The emotional confusion matrix for the recognition result of subject No. 15 is given in Figure 8. The recognition accuracy of passion is the highest, nervousness is the lowest, and nervousness is very easy to be misidentified as cheerfulness or relaxation. Comparing the optimal channels with the common channels and the whole channels, the difference is mainly reflected in the recognition accuracy of passion and relaxation, and the probability of being wrongly identified as nervousness increases. Generally speaking, the recognition accuracy of positive emotions is high, and negative emotions are more difficult to identify. Meanwhile, nervousness has certain negative characteristics compared with the other three emotions, so its recognition accuracy is low and easy to be confused.
Figure 9 presents the characteristic topographic map of the brain regions of 10 subjects based on the first movement of “Symphony No.5 in C minor”. We observe that 18 common channels are distributed in five brain regions, mainly concentrated in the frontal and parietal regions. There are Fp1/F3/F7/FT9/FC1/FC2/Fp2/Fz in the frontal lobe, CP5/CP2 in the central region, Pz/P3/P4/P8 in the parietal lobe, O1/Oz/O2 in the occipital lobe, and T8 in the temporal lobe. The response of the EEG entropy of passion in the left prefrontal region Fp1 is significantly stronger than that of the other three emotions, while the entropy of F3 in the left frontal is weaker than the other three emotions. The response of the EEG entropy of relaxation in the vicinity of P8 in the right parietal is significantly suppressed. The entropy value in the vicinity of Fp2 in the right frontal lobe to the T8 channel in the temporal lobe is significantly higher than that of the other three emotions. The entropy of the cheerfulness in whole brain regions is weak, especially in the central region CP2 and in the left frontal FT9. The EEG entropy of nervousness in the region near P3 of the left parietal is significantly stronger than that of the other three emotions.

4. Discussion

The current EEG-based research on musical emotions mainly adopts short-term stimulus materials. However, the ability of short-term stimulation to induce emotion is limited and single, which cannot reflect the corresponding brain response under complex dynamic emotional changes. The dynamic nature is one of the reasons why music can stimulate people’s strong emotional experience; however, short-term stimulation often does not have long-term dynamic characteristics. Therefore, three long-term stimulus materials are adopted in this paper. The EEG responses and classification results based on “Waltz No. 2” (including the dynamic changes of two emotions), “No. 14 Couplets” (including the dynamic changes of three emotions), and “Symphony No. 5 in C minor” (including the dynamic changes of four emotions) all show the diversity and dynamic emotional experience of the subjects.

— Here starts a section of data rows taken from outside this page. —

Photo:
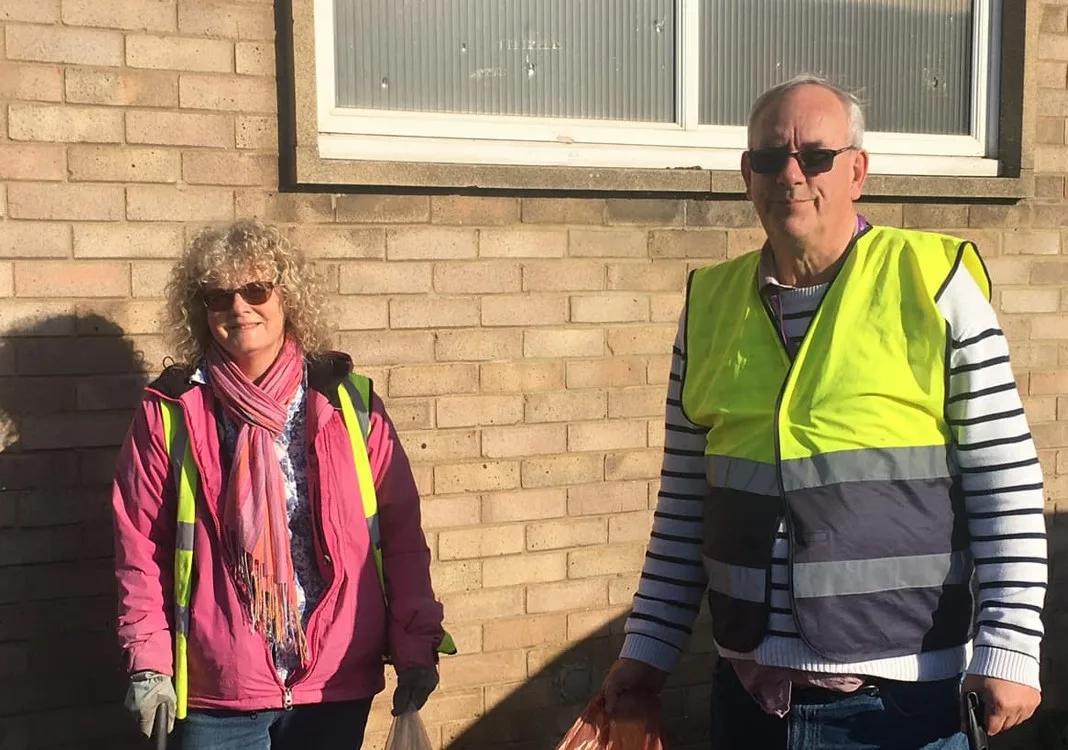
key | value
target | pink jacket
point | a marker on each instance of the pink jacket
(230, 665)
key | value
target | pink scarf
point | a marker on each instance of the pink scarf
(254, 521)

The emotional cognitive process and EEG response under long-term music stimulation have strong non-linear characteristics, and entropy is an important index to describe the complexity of this system. Based on ApEn and SampEn with common channels, the brain region topographic maps of the overall average entropy value of the subjects are depicted, and the results suggest that there are differences in the distribution of the entropy intensity between different emotions. Those distribution differences may be the foundation for emotional classification and identification. Murugappan et al. [73] proposed that EEG entropy can be used as an effective index of emotion classification. Their research showed that EEG entropy in the emotional state is smaller than that in the non-emotional state, and the accuracy of emotion recognition based on entropy is higher than that in the time domain.
Selecting optimal channels and constructing the common channel set are important steps to reduce the dimension of data. Meanwhile, using an optimal channel set can improve the accuracy of emotion recognition for a single subject, and the recognition accuracy based on the common channel set is lower than that based on the optimal channel set, but not much different from that based on the whole channel set. At present, there are many methods for a feature or channel selection including linear discriminant analysis (LDA), principal components analysis (PCA), singular value decomposition (SVD), QR decomposition with column pivoting (QRP), etc. These methods belong to unsupervised methods, which do not use category label information. In this paper, the PSO algorithm was used to select channels. First, the optimal channel set for each subject was obtained, and then a threshold value was determined by counting the selection times of each channel corresponding to the optimal channel set of all subjects (it takes six times, that is, the channel appears in the optimal channel set of six subjects out of ten subjects). If the selection times of a certain channel are greater than or equal to the threshold, it is a common channel suitable for all subjects. The method in this paper belongs to the supervised eigenvector dimensionality reduction method because the recognition rate should be taken as the objective function in channel optimization selection.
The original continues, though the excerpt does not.